LANSING, Mich. — Explaining to young kids why they can't play with their friends or go back to school is something parents and teachers worry about. Chris Conte shows us one elementary class that found a way to stay connected through all the pressures of coronavirus and do something that brought smiles to kids' faces and tears to their parents' eyes.
An unfamiliar silence has been lingering in the halls of schools across the country. Schools absent of students long before summer vacation began.
Reed Clapp, a third grade teacher told us "I wake up to check my email to see who has questions." This after months of working from home and through this he has learned he doesn't need a classroom to keep his lesson plans on schedule
It's about this time in the year that Mr. Clapp and his students at Madison Creek Elementary School in Tennessee would be preparing for their end of the year show.
Gramarella is known far and wide across the district. Every third-grade kid wants to be in it. Typically this satirical Cinderella based show about grammar would be performed in the library. But because of the virus, that stage went dark.
Like so many teachers across the country Mr. Clapp felt like he had the rug pulled out from under him.
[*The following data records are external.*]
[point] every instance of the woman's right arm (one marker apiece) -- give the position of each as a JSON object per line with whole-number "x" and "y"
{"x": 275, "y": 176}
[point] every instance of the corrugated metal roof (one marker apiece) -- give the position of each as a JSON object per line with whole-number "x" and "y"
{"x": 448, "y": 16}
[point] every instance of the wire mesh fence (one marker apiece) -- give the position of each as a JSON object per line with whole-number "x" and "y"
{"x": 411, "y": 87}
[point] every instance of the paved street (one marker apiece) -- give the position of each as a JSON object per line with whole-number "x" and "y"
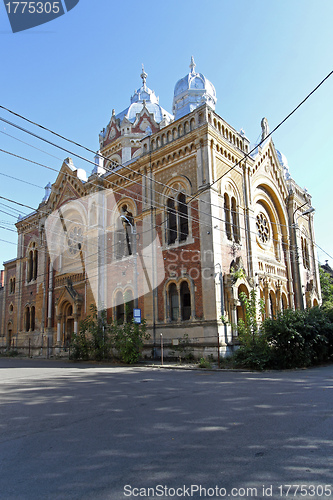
{"x": 80, "y": 431}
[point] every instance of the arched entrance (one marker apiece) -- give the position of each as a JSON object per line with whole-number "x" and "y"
{"x": 241, "y": 308}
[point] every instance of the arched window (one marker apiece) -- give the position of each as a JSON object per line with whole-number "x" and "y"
{"x": 227, "y": 216}
{"x": 235, "y": 221}
{"x": 172, "y": 221}
{"x": 35, "y": 265}
{"x": 30, "y": 265}
{"x": 305, "y": 253}
{"x": 27, "y": 319}
{"x": 120, "y": 309}
{"x": 272, "y": 305}
{"x": 177, "y": 219}
{"x": 174, "y": 302}
{"x": 183, "y": 217}
{"x": 185, "y": 301}
{"x": 129, "y": 305}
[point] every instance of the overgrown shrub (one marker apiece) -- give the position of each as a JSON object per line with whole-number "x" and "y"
{"x": 128, "y": 340}
{"x": 184, "y": 350}
{"x": 299, "y": 338}
{"x": 97, "y": 339}
{"x": 204, "y": 363}
{"x": 293, "y": 339}
{"x": 254, "y": 351}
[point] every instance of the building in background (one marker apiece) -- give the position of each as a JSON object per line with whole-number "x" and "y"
{"x": 178, "y": 217}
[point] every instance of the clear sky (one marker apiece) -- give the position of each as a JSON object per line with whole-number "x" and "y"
{"x": 263, "y": 58}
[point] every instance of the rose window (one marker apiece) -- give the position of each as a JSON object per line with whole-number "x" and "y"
{"x": 262, "y": 228}
{"x": 75, "y": 239}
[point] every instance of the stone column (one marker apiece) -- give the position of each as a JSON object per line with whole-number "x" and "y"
{"x": 59, "y": 318}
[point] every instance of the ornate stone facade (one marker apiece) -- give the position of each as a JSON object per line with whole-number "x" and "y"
{"x": 216, "y": 221}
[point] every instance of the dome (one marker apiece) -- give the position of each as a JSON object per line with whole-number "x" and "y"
{"x": 192, "y": 91}
{"x": 144, "y": 96}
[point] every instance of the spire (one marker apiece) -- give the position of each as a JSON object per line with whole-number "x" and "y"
{"x": 143, "y": 76}
{"x": 192, "y": 65}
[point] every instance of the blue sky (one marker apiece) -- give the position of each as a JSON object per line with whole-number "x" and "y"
{"x": 262, "y": 57}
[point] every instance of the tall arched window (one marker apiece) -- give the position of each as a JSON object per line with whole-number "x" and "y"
{"x": 27, "y": 318}
{"x": 305, "y": 253}
{"x": 32, "y": 264}
{"x": 227, "y": 216}
{"x": 35, "y": 265}
{"x": 129, "y": 305}
{"x": 235, "y": 221}
{"x": 32, "y": 319}
{"x": 120, "y": 308}
{"x": 124, "y": 234}
{"x": 172, "y": 221}
{"x": 174, "y": 302}
{"x": 183, "y": 217}
{"x": 177, "y": 219}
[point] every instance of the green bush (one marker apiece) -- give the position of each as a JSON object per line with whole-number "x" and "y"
{"x": 254, "y": 351}
{"x": 128, "y": 340}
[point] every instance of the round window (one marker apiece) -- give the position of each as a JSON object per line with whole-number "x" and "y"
{"x": 75, "y": 239}
{"x": 262, "y": 228}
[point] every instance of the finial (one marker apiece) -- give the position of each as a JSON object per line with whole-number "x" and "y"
{"x": 264, "y": 129}
{"x": 143, "y": 75}
{"x": 192, "y": 65}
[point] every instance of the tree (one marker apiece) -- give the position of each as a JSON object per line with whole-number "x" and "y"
{"x": 326, "y": 284}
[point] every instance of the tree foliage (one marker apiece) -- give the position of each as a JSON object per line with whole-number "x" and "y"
{"x": 292, "y": 339}
{"x": 326, "y": 284}
{"x": 99, "y": 339}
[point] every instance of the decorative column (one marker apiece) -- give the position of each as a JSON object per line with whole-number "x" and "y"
{"x": 59, "y": 318}
{"x": 76, "y": 323}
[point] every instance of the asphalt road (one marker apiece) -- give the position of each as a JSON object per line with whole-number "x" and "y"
{"x": 74, "y": 431}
But that's when it hit him … a new show, called Zoomarella.
He threw out the old script and started from scratch. Even had the kids audition for their parts on Zoom.
Costumes were handed out in a socially distant manner this year.
As Reed explained "It really has been one of the biggest challenged I've attempted."
Online rehearsals have come with their fair share of challenges.
But as the end of the schools year approached things started coming together.
"Instead of saying we won't have a play this year we're saying how can we do something that is original and is something they're proud of."
As for these eight and nine-year-olds rehearsals, have offered structure.
A way to manage the pressure of this pandemic, they don't feel as isolated.
"The stuff that has been the hardest is getting facial expressions, and acting with your body"
The kids have been learning too.
Nine-year-old plays interrogative in the play.
She can only talk in questions.
"How am I going to get into the Zoom room without a link or password?"
Reed says "Yes they're eight years old but what we want when we say we need light, we're saying what can you do to put light behind you?"
After weeks of trial and error, they pulled of a final performance and streamed it across the internet.
Mr. Clapp couldn't have been prouder.
Who knew that a bunch of third graders could show the world that even in the middle of a pandemic the show can go on.